Actors feature in three shorter films on show. In A Muse (2017), Ben Whishaw reaches out through space and time to poet and essayist Anne Carson. Providence (2017) sees David Warner transported to a field of hummingbirds. As a kind of grand finale, His Picture in Little (2017) brings together the three actors, who have all played Hamlet, a line from which gives the film its title. The oldest piece in the exhibition is Foley Artist (1996), a sound-work which in part features Tim Piggot-Smith performing lines from Henry IV Part Two.

“I used Ben and David in the tradition of art and not in the tradition of acting,” says Dean. “It’s a bit like asking them to sit for a portrait. Actors are uncomfortable if they’re not being directed, even in a small way.”

While in no way calculated, a sense of theatre has permeated throughout much of Dean’s work. It was there perhaps most explicitly in her film of Merce Cunningham and company dancing to John Cage’s composition, 4’33 (2008). It was there again in Play as Cast (2004/2005), which enlarged a monochrome production shot of a play onto the safety curtain of Vienna Opera House as part of an ongoing series of work by contemporary artists. Then there is Die Regimentstochter (2005), a group of thirty-six vintage theatre and opera programmes she found in a German fleamarket. There is drama here too.

“There’s something cut out of the front page of each of them, so you can see the next page coming through,” Dean says. “They look like found collages, until you realise that someone’s cut the swastika from each of them. You don’t know if that was an act of rebellion, or an act of obedience when the swastika became illegal, so there’s this ambivalence to them.”

Dean sat on them for a while, showed them at her 2006 show at Tate St Ives, and the work now belongs to the German government. This is why they won’t be seen at the Fruitmarket. Two other works will. The blackboard-based When first I raised The Tempest (2016) is a storyboard for an imaginary film. The Russian Ending (2001) reimagines a set of found postcards as stills from fictitious disaster movies.

“I’ve always used theatrical language,” says Dean, her words a series of unrehearsed fractures that eventually connect into mini monologues. “Even early on with my blackboard pieces, I used stage directions like ‘exeunt’. When I write about my work as well, I call them asides, so it must be there somewhere.”
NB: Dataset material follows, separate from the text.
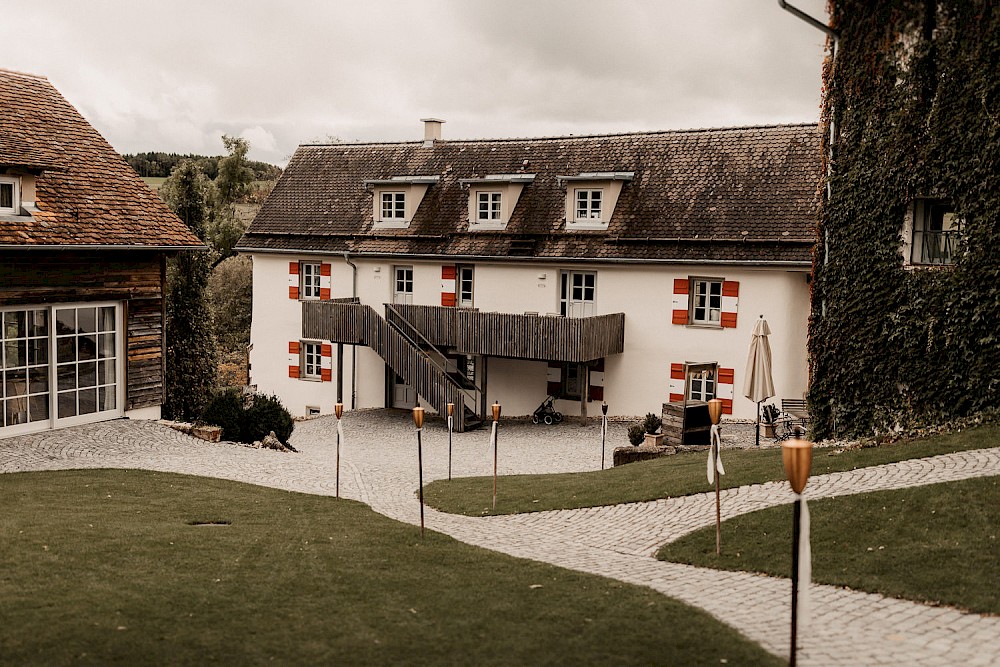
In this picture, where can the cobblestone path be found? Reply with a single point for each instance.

Dean’s grand-father was Basil Dean, a pioneering film producer who co-founded Ealing Studios, and went on to make films with the likes of George Formby and Gracie Fields. Given that he died when Dean was eleven, there is no direct influence, but “maybe hearing about all that left its mark.”
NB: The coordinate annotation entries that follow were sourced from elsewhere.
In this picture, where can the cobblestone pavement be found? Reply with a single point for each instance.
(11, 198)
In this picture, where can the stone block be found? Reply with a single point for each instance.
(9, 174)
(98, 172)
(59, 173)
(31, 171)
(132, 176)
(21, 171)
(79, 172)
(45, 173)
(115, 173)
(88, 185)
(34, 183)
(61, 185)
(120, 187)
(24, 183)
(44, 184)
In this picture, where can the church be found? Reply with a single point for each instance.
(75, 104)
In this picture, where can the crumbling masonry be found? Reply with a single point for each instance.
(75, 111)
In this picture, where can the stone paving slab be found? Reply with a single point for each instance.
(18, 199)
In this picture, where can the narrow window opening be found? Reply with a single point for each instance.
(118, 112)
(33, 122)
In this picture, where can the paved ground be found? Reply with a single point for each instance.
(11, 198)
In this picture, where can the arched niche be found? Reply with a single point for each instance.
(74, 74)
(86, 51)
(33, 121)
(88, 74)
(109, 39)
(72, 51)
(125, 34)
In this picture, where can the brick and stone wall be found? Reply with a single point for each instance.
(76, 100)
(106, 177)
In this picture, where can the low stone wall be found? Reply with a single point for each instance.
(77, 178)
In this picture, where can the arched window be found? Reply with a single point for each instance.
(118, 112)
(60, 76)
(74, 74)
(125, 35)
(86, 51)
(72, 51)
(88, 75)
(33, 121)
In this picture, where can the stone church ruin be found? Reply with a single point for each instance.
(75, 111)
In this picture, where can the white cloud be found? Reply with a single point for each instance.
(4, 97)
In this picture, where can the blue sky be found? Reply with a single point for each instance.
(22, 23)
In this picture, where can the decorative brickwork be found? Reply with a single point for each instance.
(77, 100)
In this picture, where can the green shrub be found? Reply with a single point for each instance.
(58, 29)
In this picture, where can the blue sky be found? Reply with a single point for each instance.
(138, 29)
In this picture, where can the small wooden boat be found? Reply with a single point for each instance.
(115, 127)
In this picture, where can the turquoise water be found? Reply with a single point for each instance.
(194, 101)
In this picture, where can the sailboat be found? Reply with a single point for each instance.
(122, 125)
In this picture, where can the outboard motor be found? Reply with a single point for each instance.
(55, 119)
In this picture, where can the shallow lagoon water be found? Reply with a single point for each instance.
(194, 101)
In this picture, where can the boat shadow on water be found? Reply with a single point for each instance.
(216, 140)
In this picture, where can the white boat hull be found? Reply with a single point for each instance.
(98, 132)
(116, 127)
Dean’s latest film, not being shown in Edinburgh, is called Antigone. She began working on it more than twenty years ago, visiting the Sundance Film Festival to learn how to write scripts from some of the greats. The result is more arthouse than multiplex.

“It’s about stage fright,” Dean says, “and came out of what happens when you lose your way.”

With the theatrical beginnings, middles and possible endings presented as a body of work in Woman with the Red Hat, might Dean ever go the whole hog and make (+italic)movies(-italic) rather than (+italic)films(-italic).

“No,” says Dean the reluctant auteur. “I’ve always resisted that, and I think I always will. The whole process of making Antigone after going to Sundance and all of that confirmed to me that I need the blindness of working as an artist rather than a film director. I have to get it all from underneath rather than left or right.

“With Antigone, for twenty years I was carrying around this idea of writing a script, but I came back from Sundance, and even with everything I’d learnt there, I couldn’t do it. I write, and I make films, so why can’t I do that?”

She answers herself.

“Probably because I don’t want to. I need to be blind. I need to not know where I’m going. If there’s one thing I understand about my work is that I don’t want to know the entry point. I need to be blind.” 

Tacita Dean – Woman with a Red Hat, Fruitmarket Gallery, Edinburgh, July 7th-September 30th.